It's a "128 bits private key", what means it's assymetric. I fully expect it to be an RSA key, but even for ECC that's at least half the size of something that could be considered secure.
TLS uses several algorithms, almost always both asymmetric and symmetric algorithms, in every session. For example, my current connection to HN is TLS_ECDHE_RSA_WITH_AES_128_GCM_SHA256. And that does mean that our underlying session key is 128 bits, independent of the size of HN's public key (which turns out to be 2048 bits).
There is a possible argument that a 128-bit AES key and a 2048-bit RSA key are mismatched, but a 1024-bit RSA key is clearly known to be dangerous now, while the same is not at all true for a 128-bit AES key.
Symmetric encryption does not have the concept of a "private key". A 128 bits private key in TLS can only vary from almost useless (if it's some ECC algorithm) to completely useless (in case it's RSA).
Too bad (but understandable) that the article does not give any detail.

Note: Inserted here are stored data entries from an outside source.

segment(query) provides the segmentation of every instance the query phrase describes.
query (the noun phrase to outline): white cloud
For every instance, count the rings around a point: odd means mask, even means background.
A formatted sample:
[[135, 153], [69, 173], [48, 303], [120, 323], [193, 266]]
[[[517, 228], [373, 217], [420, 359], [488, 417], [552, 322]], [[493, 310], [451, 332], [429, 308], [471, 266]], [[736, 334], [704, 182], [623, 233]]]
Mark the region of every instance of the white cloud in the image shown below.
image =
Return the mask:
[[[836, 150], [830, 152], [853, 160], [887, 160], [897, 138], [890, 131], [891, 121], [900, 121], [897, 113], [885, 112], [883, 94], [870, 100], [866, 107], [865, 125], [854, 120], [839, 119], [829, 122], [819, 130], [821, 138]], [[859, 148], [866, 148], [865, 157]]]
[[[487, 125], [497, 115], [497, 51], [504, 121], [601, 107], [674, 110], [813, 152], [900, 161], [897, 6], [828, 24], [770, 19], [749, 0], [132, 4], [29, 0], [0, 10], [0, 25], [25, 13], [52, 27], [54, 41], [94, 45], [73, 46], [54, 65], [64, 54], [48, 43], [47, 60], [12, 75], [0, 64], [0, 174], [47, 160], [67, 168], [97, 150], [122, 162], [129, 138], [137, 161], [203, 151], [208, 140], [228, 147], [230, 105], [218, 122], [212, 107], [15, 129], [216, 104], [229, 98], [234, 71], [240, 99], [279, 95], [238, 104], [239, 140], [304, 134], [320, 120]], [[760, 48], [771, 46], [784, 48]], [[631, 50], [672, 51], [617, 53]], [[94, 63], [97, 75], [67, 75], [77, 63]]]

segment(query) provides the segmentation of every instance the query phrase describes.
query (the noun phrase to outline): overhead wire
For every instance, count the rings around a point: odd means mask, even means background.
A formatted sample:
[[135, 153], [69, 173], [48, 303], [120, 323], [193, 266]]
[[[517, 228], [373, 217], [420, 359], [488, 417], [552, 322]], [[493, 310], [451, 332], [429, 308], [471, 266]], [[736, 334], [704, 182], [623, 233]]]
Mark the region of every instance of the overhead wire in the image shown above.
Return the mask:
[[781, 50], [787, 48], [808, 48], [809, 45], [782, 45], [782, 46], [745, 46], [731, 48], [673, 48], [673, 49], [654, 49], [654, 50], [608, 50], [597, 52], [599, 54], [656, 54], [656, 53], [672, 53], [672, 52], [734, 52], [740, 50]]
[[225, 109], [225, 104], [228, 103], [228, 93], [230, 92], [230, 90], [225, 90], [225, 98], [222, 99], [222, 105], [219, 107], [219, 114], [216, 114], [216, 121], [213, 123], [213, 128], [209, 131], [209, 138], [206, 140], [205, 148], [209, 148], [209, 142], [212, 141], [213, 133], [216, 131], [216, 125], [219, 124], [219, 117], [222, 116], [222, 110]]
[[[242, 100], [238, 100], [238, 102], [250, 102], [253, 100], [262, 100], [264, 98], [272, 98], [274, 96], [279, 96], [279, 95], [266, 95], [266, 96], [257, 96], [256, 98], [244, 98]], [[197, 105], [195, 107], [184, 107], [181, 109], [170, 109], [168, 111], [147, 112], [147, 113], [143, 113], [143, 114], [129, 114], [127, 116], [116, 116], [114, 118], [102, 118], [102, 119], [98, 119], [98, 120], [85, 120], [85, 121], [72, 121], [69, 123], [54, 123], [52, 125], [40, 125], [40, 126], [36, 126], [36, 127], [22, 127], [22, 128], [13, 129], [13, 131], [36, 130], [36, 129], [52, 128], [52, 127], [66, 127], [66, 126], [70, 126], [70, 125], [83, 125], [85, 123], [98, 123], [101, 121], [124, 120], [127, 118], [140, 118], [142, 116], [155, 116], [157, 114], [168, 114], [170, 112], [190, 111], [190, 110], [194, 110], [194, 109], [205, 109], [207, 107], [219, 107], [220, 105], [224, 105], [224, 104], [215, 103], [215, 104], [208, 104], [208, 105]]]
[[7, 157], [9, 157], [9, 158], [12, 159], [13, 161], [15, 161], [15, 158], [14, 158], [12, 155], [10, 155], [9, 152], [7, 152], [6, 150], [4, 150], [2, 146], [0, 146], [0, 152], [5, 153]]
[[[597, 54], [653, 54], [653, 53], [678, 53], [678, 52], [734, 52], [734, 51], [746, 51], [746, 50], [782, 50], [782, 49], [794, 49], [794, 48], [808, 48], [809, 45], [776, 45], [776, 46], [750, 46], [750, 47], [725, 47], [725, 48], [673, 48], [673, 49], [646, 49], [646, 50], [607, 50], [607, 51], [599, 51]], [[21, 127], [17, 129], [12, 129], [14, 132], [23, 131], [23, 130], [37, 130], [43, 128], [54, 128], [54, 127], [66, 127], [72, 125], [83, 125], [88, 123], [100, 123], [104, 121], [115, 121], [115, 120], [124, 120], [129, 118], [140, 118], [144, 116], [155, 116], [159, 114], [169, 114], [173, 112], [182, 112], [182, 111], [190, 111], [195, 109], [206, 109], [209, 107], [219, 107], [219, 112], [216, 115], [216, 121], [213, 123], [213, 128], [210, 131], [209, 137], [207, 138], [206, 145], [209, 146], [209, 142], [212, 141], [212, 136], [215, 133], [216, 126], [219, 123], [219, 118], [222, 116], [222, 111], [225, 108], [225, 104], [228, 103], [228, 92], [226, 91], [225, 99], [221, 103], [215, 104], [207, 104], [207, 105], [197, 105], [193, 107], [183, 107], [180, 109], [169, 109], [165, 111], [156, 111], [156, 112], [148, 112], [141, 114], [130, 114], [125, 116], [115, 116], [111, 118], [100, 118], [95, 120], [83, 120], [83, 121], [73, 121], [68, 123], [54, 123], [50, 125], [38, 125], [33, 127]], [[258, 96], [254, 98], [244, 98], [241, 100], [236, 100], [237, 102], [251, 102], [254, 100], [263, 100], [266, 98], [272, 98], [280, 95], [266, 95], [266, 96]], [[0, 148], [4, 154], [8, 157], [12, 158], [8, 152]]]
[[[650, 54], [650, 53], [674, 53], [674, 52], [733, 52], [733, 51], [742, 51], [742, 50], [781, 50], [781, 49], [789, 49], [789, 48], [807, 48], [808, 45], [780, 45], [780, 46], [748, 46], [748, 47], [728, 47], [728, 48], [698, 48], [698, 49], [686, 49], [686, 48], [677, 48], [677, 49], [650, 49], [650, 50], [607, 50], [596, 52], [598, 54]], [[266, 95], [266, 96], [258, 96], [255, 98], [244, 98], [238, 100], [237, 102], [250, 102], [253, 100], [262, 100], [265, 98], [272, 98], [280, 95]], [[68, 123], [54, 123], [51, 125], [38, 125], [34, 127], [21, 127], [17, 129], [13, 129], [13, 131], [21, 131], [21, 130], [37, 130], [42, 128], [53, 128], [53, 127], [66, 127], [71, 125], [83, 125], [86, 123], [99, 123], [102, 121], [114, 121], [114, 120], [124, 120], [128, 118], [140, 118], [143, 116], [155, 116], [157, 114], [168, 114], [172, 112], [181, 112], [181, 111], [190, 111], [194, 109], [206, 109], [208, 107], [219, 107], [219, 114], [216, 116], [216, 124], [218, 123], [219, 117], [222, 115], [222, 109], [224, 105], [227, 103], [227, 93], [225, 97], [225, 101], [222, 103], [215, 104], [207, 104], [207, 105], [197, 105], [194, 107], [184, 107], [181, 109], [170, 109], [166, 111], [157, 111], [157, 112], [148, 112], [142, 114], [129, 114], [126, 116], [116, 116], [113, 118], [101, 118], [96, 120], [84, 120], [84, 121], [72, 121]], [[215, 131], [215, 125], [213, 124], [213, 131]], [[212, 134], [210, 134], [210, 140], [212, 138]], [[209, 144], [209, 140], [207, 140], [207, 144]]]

About a decade ago, 128 bits RSA keys were widely used (but not recommended anymore), I wouldn't be surprised to discover a bank didn't change their security procedures since then.
> Symmetric encryption does not have the concept of a "private key".
In the early days of public key cryptography, the NSA referred to it as "non-private key cryptography".
Even today, people often refer to symmetric vs asymmetric and private vs public interchangeably. (Yes, it can cause confusion and you will probably never see professional cryptographers like Bernstein, Green, Lange, Schwabe, Schneier, or Wilcox-O'hearn refer to it that way.)
There is a possible argument that a 128-bit AES key and a 2048-bit RSA key are mismatched, but a 1024-bit RSA key is clearly known to be dangerous now, while the same is not at all true for a 128-bit AES key.